The nOAuth vulnerability, initially reported by Descope in June 2023, relates to deficiencies in how SaaS applications implement OpenID Connect (OIDC), an authentication layer built on top of OAuth designed to confirm user identities.

This authentication flaw potentially allows an attacker to modify the mail attribute in a victim’s Entra ID account and utilize the application’s “Log in with Microsoft” feature to gain unauthorized access to that account.

This attack vector is particularly concerning due to Entra ID’s policy that permits users to maintain unverified email addresses, facilitating user impersonation across different tenant environments. Moreover, for applications employing multiple identity providers such as Google, Facebook, or Microsoft, an attacker may successfully log into a target user’s account based solely on the email address, creating possibilities for account merging.

Semperis’ investigation specifically targeted applications susceptible to Entra ID cross-tenant access, indicating scenarios where both the attacker and the victim are housed within disparate Entra ID tenants.

According to Eric Woodruff, chief identity architect at Semperis, “nOAuth abuse represents a significant threat that numerous organizations may unknowingly face. It requires minimal effort, generates little trace evidence, and circumvents customer protections.”

Successfully executing nOAuth attacks not only grants an adversary access to SaaS application data but can also enable them to pivot towards Microsoft 365 resources.

Semperis communicated these findings to Microsoft in December 2024, prompting the technology giant to reiterate recommendations initially disseminated in 2023, following the public revelation of nOAuth vulnerabilities. Additionally, firms that fail to adhere to specified guidelines risk their applications being removed from the Entra App Gallery.

Microsoft has underscored the necessity of using the subject identifier claim (referred to as the “sub” claim) as the primary means of uniquely identifying end users in OpenID Connect, emphasizing that deviating from this standard constitutes a breach of the expectations framework between federated identity providers and relying parties.

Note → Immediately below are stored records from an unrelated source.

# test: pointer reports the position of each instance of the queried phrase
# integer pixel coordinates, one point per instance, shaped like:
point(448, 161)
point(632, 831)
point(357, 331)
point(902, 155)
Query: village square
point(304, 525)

To mitigate the risks associated with nOAuth, it is imperative that developers implement robust authentication measures, ensuring the creation of a unique and immutable user identifier.

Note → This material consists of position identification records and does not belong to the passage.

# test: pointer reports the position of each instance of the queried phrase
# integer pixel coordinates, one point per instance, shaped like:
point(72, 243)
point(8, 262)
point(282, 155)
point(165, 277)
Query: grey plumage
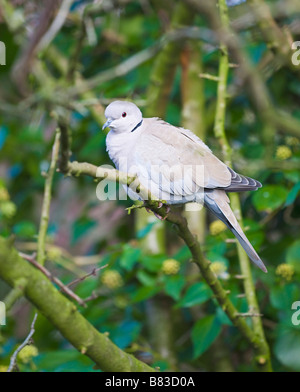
point(175, 165)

“nOAuth abuse taps into cross-tenant security weaknesses, which can result in SaaS application data exfiltration, persistence, and laterally-moving threats,” the firm stated. “This type of abuse is inherently challenging for customers of vulnerable applications to identify and manage.”

In a related development, Trend Micro has disclosed that misconfigurations or excessive privileges concerning containers deployed in Kubernetes environments can provide attackers access to sensitive Amazon Web Services (AWS) credentials, thereby enabling further malicious activities.

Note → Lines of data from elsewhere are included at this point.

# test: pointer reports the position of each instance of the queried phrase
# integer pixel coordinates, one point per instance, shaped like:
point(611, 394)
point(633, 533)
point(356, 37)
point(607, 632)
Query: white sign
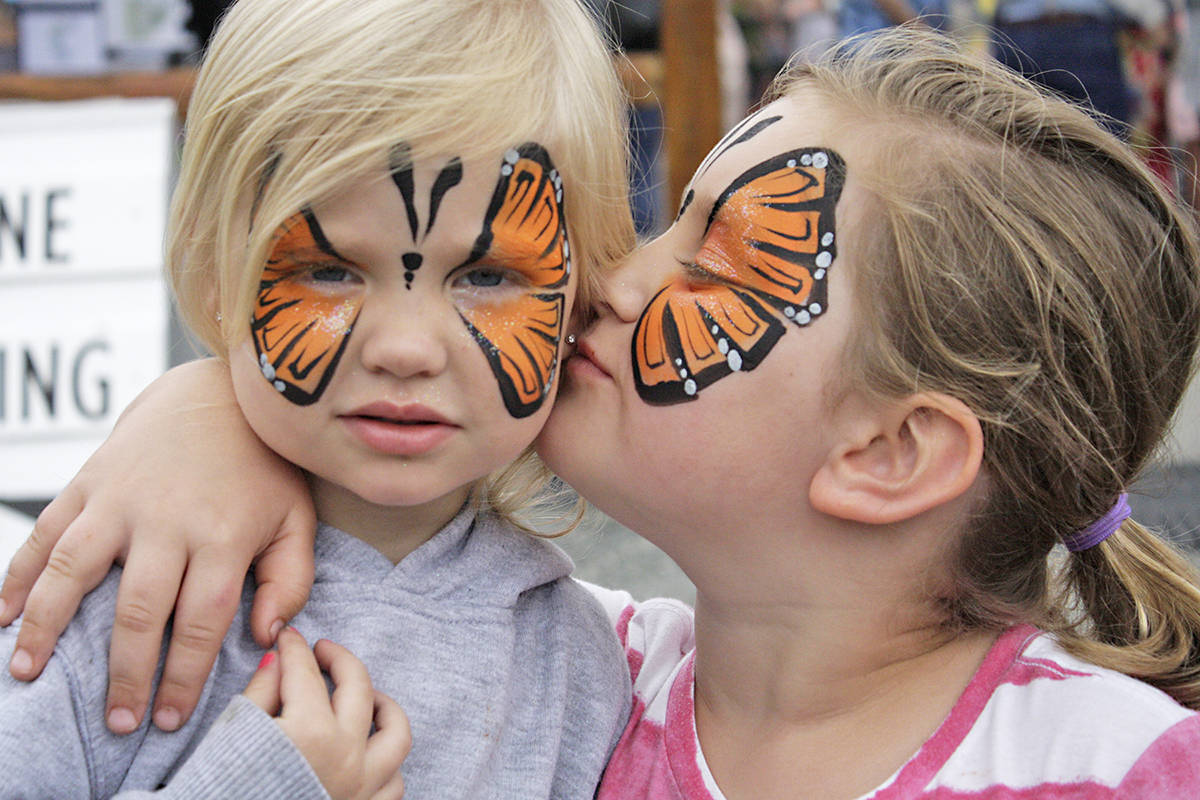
point(83, 304)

Trend Micro indicated that attackers may leverage inflated privileges assigned to containers through techniques such as packet sniffing of unencrypted HTTP traffic to obtain plaintext credentials, as well as API spoofing using manipulated Network Interface Card (NIC) settings to intercept authorization tokens and gain elevated access levels.

The security implications emphasized by these findings necessitate rigorous security protocols when utilizing Amazon EKS Pod Identity to streamline access to AWS resources within Kubernetes environments, as stated by security researcher Jiri Gogela.

Such vulnerabilities highlight a crucial need for strict adherence to the principle of least privilege, ensuring that container configurations are appropriately scoped to minimize exploitation by malicious entities.